The numerical solution is advanced in time by the predictor-corrector algorithm adapted for the multiscale framework in [1] for the Euler equations. A restarted version of the GMRES solver is used to find the solution of the linearized system in each nonlinear and time iterations. We set 30 vectors to Krylov subspace base and \(10^{-5}\) to solver tolerance. The time-step size is \(10^{-3}\) and the simulation runs until \(t_f=20.0\) (20,000 steps), and 3 fixed nonlinear iterations. In this example, we evaluate the (density-based) NMV method [1] combined with the WSCM (Weiss-Smith/Choi-Merkle) local preconditioner for solving this benchmark problem. We vary the parameter \(\delta \in \{0, 0.5, 1\}\) in order to recover the methods WS and CM. In the experiments we call NMV(WS), NMV(CM), and NMV(WSCM), for \(\delta = 0\), \(\delta = 1\) and \(\delta = 0.5\), respectively, and by NMV(NP) the non-preconditioned case. The tests are carried out with the intention of analyzing accuracy issues, specially in the incompressibility limit. Since the flow at low speed presents an incompressible behavior, i.e., the density variation is almost negligible, we use the pressure contour to analyze this experiment.

Fig. 2.
figure 2figure 2

NACA 0012: Pressure contours for \(M=0.001\) at the inflow. In this experiment are plotted the contour of \(p - p_{\text {ref}}\) with \(p_{\text {ref}} = 714,279\), because the variation of pressure is very small.

Fig. 3.
figure 3figure 3

NACA 0012: Pressure contours for \(M=0.01\) at the inflow.

Fig. 4.
figure 4figure 4

NACA 0012: Pressure contours for \(M=0.1\) at the inflow.

Fig. 5.
figure 5figure 5

NACA 0012: Pressure contours for \(M=0.3\) at the inflow.
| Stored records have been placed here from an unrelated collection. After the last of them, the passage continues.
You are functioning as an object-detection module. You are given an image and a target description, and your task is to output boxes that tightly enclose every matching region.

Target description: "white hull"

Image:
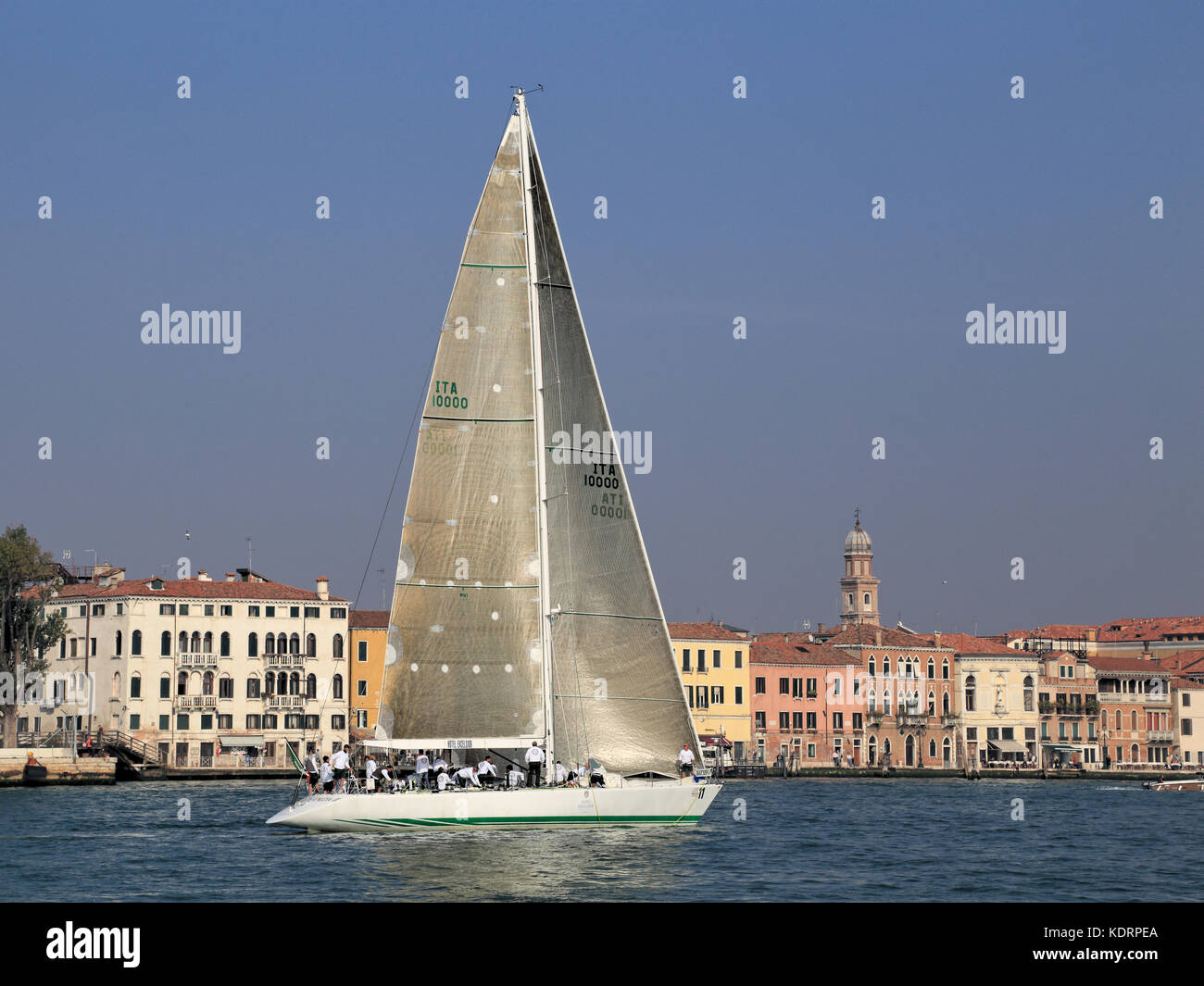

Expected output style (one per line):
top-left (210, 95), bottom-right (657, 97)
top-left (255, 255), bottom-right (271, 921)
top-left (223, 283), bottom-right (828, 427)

top-left (268, 781), bottom-right (722, 832)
Figures 2, 3, 4, and 5 show the pressure contours for inflow Mach numbers, \(M=0.001\), 0.01, 0.1, and 0.3, respectively. As expected, the numerical solutions without local preconditioning, when the low Mach number approaches to zero, are completely oscillatory, as shown in Fig. 2(a) for \(M = 0.001\), and Fig. 3(a) for \(M = 0.01\).

On the other hand, the preconditioned formulation presents better results for this problem, as shown in Fig. 2(b)–(d), 3(b)–(d), 4(b)–(d), and 5(b)–(d). The three local preconditioners evaluated present good results for all inflow low Mach numbers simulated, but the WSCM preconditioner presented a slightly better solution in the transition regime, i.e., when \(M=0.3\), as we can see in Fig. 5(b)–(d).

6 Conclusions

We applied the NMV method coupled with the Weiss-Smith (WS), Choi-Merkle (CM), and Weiss-Smith/Choi-Merkle (WSCM) local preconditioners for solving the NACA 0012 airfoil problem at low Mach numbers. We simulated the flow over the NACA 0012 airfoil under the following regimes of inflow Mach numbers: 0.001; 0.01; 0.1; 0.3. The solutions obtained with the NMV without local preconditioning are completely oscillatory in the low Mach number limit (e.g. for \(M=0.001, 0.01\)), since methods based on density variables fail in this case. On the other hand, our numerical methodology combined with local preconditioning exhibited promising results to this problem.

The study of other local preconditioning techniques and the extension of this methodology to compressible Navier-Stokes equations will be addressed in a further work.